Tunes LLL/i386

Nathan Hawkins
Thu, 4 Apr 1996 08:02:10 -0500 (EST)

On Thu, 4 Apr 1996, Francois-Rene Rideau wrote:
> Dear Utsl,
> Please note that contrarily to the mailing list,
> Tunes requires that you group-reply messages
> so your reply be sent to the Tunes mailing-list,
> while simple reply just sends to the replied message author.

Oops. Sorry.

> > Maybe we can use a pointer at a global address, which contains a value
> > equivalent to what I have in edi, and change it with every context
> > switch. This would acheive the same essential results, but without using edi.
> > Good enough?
>    Good. Let's take care not to put it in a heavily-used cache line
> (like beginning-of-page or end-of-page)...
>    Anyway, we shall try to make most of the code independent from whatever
> hack we use here, by systematically use access-macros,
> both for read and for write.

Yes, and preferably find a means to make it more of a mid-level 
construct, being a pointer to some object with a static structure stuck in 
front, as well as run-time, thread-specific/unique data/pointers. 
Presumably, the LLL compiler would use a tiny part of this (the static 
part), but HLL would be able to extend it, obviously with words defined
for the purpose.  Sound good?

> >>    Also, swapping esi and esp as stack and code pointers
> >> could be an interesting experience, etc.
> >
> > I mentioned swapping ebp with some other reg. Why swap esi and esp? I
> > can't see what this would do.
>    ESP is fast. ESP as code means RET-based threading,
> which is faster than any other threading method
> (well, it makes things more complicated at other places,
> and we must push/mov code on stack before to run it).
> I'm not sure it's a gain,
> but why not make code modular enough so we can try that trick later ?
> I'd love to know how it modifies time/space performance...
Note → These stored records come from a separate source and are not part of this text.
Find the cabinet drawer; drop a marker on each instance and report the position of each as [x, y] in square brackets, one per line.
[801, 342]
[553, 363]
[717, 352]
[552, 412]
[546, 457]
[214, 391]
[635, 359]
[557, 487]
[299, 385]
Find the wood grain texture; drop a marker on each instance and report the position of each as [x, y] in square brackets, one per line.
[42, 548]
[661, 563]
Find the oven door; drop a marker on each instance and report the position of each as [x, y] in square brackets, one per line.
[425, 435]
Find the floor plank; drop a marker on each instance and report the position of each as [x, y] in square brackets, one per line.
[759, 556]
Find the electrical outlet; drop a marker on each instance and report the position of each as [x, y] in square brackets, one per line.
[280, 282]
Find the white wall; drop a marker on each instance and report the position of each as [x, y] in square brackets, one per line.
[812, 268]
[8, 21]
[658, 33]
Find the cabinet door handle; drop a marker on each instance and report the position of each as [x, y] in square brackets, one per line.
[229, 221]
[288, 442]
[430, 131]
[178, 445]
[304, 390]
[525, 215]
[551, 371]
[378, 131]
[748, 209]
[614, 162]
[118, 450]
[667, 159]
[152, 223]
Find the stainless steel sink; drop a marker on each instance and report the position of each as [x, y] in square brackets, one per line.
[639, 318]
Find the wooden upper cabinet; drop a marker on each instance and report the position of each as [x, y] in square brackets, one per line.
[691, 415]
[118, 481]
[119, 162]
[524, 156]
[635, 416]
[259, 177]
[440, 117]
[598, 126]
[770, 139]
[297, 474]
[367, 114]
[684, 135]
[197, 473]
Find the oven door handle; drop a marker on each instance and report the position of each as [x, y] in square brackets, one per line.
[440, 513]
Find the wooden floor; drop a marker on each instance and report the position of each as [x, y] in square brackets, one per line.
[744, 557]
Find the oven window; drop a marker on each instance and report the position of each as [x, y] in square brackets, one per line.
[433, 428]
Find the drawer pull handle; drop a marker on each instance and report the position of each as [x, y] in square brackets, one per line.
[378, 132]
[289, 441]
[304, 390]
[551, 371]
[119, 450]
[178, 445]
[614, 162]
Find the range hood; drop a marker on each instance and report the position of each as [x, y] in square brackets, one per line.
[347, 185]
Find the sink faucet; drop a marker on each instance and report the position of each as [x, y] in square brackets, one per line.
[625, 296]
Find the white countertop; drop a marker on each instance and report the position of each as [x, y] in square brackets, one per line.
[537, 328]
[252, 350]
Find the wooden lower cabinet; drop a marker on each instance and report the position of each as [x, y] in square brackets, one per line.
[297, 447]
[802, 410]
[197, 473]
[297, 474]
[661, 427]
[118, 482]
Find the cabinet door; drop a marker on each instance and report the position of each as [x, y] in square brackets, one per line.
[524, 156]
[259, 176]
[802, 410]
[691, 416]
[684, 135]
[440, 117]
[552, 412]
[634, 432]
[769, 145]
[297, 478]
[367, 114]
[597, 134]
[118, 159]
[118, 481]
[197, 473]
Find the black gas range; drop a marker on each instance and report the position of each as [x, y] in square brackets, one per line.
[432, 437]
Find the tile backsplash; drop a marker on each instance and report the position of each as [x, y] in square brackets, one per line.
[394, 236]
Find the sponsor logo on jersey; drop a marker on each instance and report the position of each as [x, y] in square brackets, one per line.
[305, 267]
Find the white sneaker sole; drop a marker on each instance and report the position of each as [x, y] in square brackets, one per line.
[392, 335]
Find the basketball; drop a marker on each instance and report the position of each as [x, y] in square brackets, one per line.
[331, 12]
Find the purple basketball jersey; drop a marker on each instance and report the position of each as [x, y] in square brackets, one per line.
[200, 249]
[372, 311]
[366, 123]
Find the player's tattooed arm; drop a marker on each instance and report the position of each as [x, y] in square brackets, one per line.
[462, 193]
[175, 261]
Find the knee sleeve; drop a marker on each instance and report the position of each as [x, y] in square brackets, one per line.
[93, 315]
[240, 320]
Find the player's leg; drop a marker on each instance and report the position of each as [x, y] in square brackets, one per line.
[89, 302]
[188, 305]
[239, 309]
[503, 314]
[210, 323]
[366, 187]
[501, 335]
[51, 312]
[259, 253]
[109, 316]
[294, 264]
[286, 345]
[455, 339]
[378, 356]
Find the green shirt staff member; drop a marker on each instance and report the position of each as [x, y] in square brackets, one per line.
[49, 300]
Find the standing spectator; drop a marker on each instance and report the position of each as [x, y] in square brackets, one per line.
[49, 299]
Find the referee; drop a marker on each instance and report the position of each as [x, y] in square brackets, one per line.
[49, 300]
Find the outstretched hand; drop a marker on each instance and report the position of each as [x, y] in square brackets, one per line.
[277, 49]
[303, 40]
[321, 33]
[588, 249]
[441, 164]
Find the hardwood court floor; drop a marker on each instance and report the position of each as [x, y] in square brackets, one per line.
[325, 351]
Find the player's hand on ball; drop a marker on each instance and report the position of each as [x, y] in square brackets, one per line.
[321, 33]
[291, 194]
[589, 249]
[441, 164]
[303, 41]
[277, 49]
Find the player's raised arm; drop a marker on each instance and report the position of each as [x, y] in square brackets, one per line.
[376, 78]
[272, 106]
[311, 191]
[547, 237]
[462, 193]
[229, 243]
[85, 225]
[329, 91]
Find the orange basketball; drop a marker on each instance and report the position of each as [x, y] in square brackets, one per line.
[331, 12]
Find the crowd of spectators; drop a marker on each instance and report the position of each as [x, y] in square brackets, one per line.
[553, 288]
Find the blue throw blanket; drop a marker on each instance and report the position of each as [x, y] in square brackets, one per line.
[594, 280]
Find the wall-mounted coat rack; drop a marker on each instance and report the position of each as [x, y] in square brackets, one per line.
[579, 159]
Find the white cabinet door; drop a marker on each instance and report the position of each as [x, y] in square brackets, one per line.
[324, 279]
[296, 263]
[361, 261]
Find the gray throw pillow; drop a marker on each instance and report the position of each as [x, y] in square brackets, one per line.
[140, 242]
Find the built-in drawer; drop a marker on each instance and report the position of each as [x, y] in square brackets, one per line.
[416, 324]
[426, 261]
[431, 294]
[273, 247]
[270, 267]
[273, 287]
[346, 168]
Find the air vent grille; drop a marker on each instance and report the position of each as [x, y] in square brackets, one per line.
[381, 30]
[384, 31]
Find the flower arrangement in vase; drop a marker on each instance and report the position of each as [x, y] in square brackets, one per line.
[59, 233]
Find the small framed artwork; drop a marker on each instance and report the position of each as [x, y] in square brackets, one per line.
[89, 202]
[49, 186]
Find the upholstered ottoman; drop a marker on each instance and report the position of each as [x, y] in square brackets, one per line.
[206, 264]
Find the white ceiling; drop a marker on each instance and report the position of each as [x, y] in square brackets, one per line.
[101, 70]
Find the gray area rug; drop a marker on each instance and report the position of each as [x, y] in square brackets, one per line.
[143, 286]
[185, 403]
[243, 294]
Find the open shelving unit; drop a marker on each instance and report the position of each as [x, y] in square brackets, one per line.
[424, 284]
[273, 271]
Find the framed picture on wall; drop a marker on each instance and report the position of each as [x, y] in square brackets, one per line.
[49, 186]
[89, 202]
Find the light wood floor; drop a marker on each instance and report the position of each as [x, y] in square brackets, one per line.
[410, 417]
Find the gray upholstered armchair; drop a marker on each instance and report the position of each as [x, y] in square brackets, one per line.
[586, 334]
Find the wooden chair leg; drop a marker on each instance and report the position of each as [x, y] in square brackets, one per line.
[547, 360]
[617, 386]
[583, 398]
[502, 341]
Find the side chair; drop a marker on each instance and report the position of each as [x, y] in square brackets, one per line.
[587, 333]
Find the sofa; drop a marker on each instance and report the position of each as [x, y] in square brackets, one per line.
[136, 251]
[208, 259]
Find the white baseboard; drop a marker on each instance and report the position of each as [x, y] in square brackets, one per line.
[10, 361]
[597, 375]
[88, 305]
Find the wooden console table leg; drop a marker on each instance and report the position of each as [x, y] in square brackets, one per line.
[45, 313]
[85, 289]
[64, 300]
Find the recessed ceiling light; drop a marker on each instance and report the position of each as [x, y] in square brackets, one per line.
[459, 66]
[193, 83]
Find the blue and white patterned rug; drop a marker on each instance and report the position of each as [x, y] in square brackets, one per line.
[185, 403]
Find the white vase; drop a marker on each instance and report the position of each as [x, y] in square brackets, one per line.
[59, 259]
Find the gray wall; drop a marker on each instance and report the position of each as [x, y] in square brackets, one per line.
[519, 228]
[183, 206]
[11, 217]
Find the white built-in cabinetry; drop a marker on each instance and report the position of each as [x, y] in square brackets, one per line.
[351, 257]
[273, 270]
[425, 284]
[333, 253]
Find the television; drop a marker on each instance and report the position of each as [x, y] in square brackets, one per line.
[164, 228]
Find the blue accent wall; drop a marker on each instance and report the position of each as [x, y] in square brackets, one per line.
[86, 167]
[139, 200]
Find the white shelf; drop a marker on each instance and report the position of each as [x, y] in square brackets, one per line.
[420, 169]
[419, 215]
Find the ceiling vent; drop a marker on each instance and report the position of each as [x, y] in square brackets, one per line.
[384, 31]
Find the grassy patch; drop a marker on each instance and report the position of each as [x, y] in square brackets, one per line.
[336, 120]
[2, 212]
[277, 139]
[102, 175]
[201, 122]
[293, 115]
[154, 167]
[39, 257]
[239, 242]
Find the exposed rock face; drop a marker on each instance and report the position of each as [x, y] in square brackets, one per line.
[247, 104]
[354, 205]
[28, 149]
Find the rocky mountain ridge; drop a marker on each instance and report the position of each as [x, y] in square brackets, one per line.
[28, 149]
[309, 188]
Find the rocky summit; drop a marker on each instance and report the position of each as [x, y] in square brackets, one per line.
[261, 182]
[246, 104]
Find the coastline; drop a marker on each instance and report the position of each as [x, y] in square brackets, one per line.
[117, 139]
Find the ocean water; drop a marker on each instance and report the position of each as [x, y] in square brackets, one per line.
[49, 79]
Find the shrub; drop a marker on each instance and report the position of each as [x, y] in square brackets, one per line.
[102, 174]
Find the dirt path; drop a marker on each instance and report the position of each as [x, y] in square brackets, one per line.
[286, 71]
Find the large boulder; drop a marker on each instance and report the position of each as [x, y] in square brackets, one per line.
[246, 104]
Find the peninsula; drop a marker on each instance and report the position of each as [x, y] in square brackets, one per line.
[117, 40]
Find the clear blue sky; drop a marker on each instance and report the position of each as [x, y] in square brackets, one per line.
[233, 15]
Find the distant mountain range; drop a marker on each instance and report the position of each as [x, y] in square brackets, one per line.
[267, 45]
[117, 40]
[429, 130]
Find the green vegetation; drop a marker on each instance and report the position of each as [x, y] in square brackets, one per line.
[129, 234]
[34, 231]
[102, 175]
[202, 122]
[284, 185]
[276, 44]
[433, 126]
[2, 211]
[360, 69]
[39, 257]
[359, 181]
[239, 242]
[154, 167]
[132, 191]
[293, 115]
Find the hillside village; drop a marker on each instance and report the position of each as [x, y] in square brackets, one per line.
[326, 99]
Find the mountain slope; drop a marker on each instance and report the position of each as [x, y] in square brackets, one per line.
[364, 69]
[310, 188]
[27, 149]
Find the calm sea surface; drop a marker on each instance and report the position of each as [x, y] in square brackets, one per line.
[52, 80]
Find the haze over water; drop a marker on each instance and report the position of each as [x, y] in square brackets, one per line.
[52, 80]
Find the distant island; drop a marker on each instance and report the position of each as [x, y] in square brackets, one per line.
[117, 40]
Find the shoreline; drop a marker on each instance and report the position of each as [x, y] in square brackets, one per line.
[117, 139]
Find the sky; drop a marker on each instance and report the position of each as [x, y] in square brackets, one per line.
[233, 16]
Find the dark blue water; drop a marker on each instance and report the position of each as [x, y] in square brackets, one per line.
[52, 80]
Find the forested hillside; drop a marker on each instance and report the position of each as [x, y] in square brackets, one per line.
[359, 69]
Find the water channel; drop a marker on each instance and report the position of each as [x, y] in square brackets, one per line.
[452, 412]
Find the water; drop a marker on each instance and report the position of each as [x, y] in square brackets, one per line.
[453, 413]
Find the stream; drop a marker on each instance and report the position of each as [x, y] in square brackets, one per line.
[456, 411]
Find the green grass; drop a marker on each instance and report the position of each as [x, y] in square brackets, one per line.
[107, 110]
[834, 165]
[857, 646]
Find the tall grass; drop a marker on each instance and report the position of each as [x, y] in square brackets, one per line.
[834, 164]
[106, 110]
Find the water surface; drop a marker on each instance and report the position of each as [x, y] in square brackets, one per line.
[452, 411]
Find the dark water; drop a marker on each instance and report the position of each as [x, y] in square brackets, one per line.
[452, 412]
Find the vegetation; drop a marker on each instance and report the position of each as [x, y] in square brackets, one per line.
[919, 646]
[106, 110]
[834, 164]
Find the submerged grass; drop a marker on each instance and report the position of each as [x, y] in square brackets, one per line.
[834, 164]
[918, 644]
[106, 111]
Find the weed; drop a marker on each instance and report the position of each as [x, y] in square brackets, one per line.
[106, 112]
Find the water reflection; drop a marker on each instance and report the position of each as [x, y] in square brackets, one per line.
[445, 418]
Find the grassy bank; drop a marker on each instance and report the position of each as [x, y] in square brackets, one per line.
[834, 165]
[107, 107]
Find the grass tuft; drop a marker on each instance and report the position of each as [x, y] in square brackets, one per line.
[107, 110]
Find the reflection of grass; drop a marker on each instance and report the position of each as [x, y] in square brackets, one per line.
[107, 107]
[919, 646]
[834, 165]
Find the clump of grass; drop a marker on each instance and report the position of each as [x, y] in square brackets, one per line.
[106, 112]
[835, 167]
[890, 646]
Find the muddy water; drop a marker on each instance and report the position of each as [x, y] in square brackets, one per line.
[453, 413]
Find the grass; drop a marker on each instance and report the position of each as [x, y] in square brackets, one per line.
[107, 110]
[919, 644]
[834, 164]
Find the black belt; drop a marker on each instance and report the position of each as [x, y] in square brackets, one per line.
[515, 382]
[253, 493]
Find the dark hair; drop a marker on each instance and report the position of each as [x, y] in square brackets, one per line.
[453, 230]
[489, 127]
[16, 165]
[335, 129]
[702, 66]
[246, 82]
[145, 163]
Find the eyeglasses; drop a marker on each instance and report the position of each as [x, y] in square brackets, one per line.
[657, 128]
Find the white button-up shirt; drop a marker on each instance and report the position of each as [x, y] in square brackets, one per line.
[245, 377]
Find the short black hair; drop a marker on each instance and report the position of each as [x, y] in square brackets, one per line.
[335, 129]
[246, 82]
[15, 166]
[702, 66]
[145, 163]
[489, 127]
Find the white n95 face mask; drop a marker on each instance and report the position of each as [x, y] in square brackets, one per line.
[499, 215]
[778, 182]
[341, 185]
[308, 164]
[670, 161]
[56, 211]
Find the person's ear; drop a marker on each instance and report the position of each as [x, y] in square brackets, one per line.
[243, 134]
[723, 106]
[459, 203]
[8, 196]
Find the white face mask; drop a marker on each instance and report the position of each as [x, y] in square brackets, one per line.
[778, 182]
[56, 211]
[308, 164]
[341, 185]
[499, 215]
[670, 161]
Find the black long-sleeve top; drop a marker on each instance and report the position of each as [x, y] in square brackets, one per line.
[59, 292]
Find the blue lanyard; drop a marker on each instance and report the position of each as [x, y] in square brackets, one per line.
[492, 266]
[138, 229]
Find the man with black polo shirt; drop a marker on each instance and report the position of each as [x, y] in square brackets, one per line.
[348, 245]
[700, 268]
Ah, I see. I'll have to think about that a bit. Interesting idea, with 
"complicated" implications. As for modular coding: I'm still trying to 
figure out what kind of architecture to use, whether to go with a 
straight compiler, or use a threaded interpreter, and write a compiler 

> >>[shared stack/heap register]
> > [...] You mean something like alloca?
>    What I meant was that local variables and parameters could be
> passed on the heap space being used as stack space.
> Because we use cooperative multithreading
> (i.e. real-time threads cannot allocate on the shared heap),
> we can safely use this unallocated heap-space as a scratch pad.
> The only requirement is that safe points require that
> proper heap frames be respected by procedures that yield execution
> (that is, some overhead for non-critical code).
> > [...] the advantages of using guard pages would go away
>    Not at all ! Because the heap dynamically grows,
> the stack guard page would be the same as the heap guard page !
> Real-time threads, of course, would have a separate stack.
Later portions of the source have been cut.